Hey Knime users! I am pretty new to Knime analytics platform and have completed the self-paced basics course. However, I wanted a challenge and tried to tackle this task I found on Kaggle HR Analytics: Job Change of Data Scientists | Kaggle
It feels like i’m going in circles with this task, and now I’m not even sure how to process the data in order to get a good prediction. All the submissions presented in Kaggle are in Python, which I don’t know. If any of you have done a similar workflow, have some tips or trix and would be willing to share I’d be extremely thankful.

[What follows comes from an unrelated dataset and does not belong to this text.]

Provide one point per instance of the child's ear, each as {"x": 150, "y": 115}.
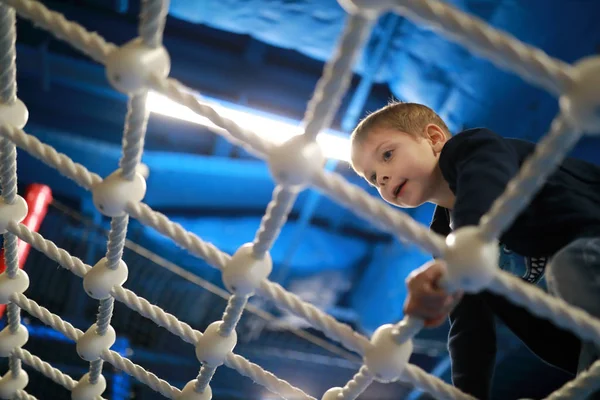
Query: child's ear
{"x": 436, "y": 137}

Another user recently asked about this same Kaggle challenge, so maybe you are both exploring this for a class assignment? Anyway, here’s a quick and dirty example of how you might start to approach it:
In case this is for an assignment, I leave the node configuration for you to explore. Note that I have made no attempt here to correct for the imbalance of the target class, or correct for high cardinality, or imputed the data in any way as suggested by the Kaggle page - so there is plenty that could be done here to improve performance. But maybe this gives you a starting point, and ideas of what might be possible.
I actually managed to solve this a couple of days ago. I used the SMOTE node to handle the imbalanced data, the domain calculator node to handle the high cardinality and concatenated the two datasets. I did however use the Decision Tree instead of the Random Forest, since the Decision Tree gave me a AUC score of approx 0.87. I will check out how the Random Forest to see the differences. Thanks again!